After Arkansas’s 2013 baseball campaign fizzled, and then the heavily scrutinized Todd Butler was awarded the Wichita State head coaching gig, it became a little hard to project what the 2014 squad would do.
We’re about two-thirds through the regular season, and it remains a chore to try to solve that riddle. The Hogs battered Top 10 LSU on Sunday, 10-4, to salvage the last of the weekend series after two agonizingly close losses at Alex Box Stadium. It gave this puzzling team an equally odd distinction: For the third time in five SEC series, the team that scored the most over the trio of games wasn’t the victor in the series. The Hogs bombed the Tigers and earlier did the same to the Florida Gators, but lost two of three to each, while pulling off the reverse feat in beating Alabama twice after losing badly in the Friday night game.
That sort of symbolizes this team, which is hitting only .255 under first-year assistant Tony Vitello but has had a few explosive moments as well. Meanwhile, Dave Jorn had to substantially restructure the pitching staff after numerous stalwarts went on to the pro ranks, but all that turnover hasn’t impacted the hurlers’ effectiveness: They’re still slinging strikes (only 3.1 walks per nine innings) and keeping damage at a minimum (.205 opponent batting average).
The reason the team sits at a modest 7-8 midway through the SEC slate is, as is custom, attributable to the nightmarish strength of the league at large. The Hogs have already taken two of three from South Carolina, the nation’s top-ranked team, at home, while respectably battling ranked foes like LSU, Florida and Mississippi State away from Baum Stadium. If anything has been genuinely disappointing so far, it’s the team’s middling nonconference showing, as the Hogs dropped two to South Alabama early, got tagged with three more losses in another fruitless trip out West, and then split a couple of midweek series against UNLV and Nebraska.

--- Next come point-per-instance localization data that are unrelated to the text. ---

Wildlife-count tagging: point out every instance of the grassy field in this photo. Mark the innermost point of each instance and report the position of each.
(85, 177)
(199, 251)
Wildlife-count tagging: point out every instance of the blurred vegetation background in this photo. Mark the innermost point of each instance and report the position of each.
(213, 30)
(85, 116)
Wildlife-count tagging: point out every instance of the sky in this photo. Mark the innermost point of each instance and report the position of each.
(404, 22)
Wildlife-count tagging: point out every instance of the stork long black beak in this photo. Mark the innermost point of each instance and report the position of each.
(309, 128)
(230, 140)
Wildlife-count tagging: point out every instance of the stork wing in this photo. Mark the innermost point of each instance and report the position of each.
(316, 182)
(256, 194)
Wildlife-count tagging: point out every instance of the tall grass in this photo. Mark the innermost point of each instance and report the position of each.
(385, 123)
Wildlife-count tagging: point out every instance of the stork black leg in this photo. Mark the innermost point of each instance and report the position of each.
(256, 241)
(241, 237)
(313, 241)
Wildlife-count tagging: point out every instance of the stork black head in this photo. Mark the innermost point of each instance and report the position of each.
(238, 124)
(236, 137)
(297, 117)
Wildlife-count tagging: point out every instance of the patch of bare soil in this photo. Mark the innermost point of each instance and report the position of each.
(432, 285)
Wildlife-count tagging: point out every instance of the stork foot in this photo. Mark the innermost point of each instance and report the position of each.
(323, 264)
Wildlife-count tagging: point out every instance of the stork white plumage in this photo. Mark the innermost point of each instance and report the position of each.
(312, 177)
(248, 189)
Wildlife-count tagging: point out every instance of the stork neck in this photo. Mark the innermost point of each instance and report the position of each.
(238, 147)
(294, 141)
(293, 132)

Fortunately, parity is the buzzword in the league this season. The best and worst records in the league’s overall slate are only four games apart, and no team is below .500 overall. Arkansas, in fact, is the only team to claim a conference series against surprising West leader Bama, and since the latter half of the docket presents three home series that are all imminently winnable, this may ironically be another one of those seasons where hedged expectations benefit Dave Van Horn’s team.

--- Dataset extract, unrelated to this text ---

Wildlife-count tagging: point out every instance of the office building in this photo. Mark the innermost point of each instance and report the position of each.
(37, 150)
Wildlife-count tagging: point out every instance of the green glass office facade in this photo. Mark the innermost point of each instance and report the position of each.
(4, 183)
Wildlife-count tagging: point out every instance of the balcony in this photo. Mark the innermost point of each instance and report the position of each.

For that to materialize, though, the Hogs have to cut down on fielding miscues — 44 errors so far are the third-highest mark in the conference — and rediscover the base thievery that in recent years served to mitigate the holes in their lineup. With only 29 stolen bases in 36 attempts through 37 games, they aren’t fully exploiting the speed that touted freshman outfielder Andrew Benitendi offers, and it’s apparent Van Horn is far from comfortable letting other untested players loose. If this were a team that boasted exceptional middle-of-the-order power or an abundance of seasoned clutch hitters, that reserved approach on the basepaths might be more understandable, but only three regular players got significant at-bats in the Hogs’ unlikely march to Omaha in 2012, and one of those is light-hitting catcher Jake Wise.
The man who accounted for half of the Sunday afternoon outburst against LSU, Blake Baxendale, may unfairly bear the burden of driving the offense further as the last critical stretch unfolds. Redshirted last year after an elbow injury, the younger brother of former Hog righty D.J. Baxendale isn’t deterred from taking big cuts by those deadened bats or the crafty arms that populate the SEC. His mammoth grand slam in the first inning against the Tigers was a preview of the light-tower power he showed throughout his red-letter high school career, but it was his fifth-inning RBI double that may have been the greater indicium of his maturation as a hitter. When the stocky Baxendale smashed one down the left-field line in a game that was tightening up, then came around on Eric Fisher’s two-run homer that effectively sealed the win, he looked just like the anchor Van Horn envisioned he would be when signing him out of Bentonville two years before.
Because of the likes of Baxendale and Benitendi, there’s a very real chance that this once-erratic array of hitters could become a major asset next spring, particularly if either Joe Serrano or Brian Anderson finds his draft stock unfavorable and elects to return for a senior season. But the rough-and-tumble nature of the Southeastern Conference, and the Hogs’ competent if uneven showing so far, mandates that we not yet write off 2014 as nothing more than a retooling year.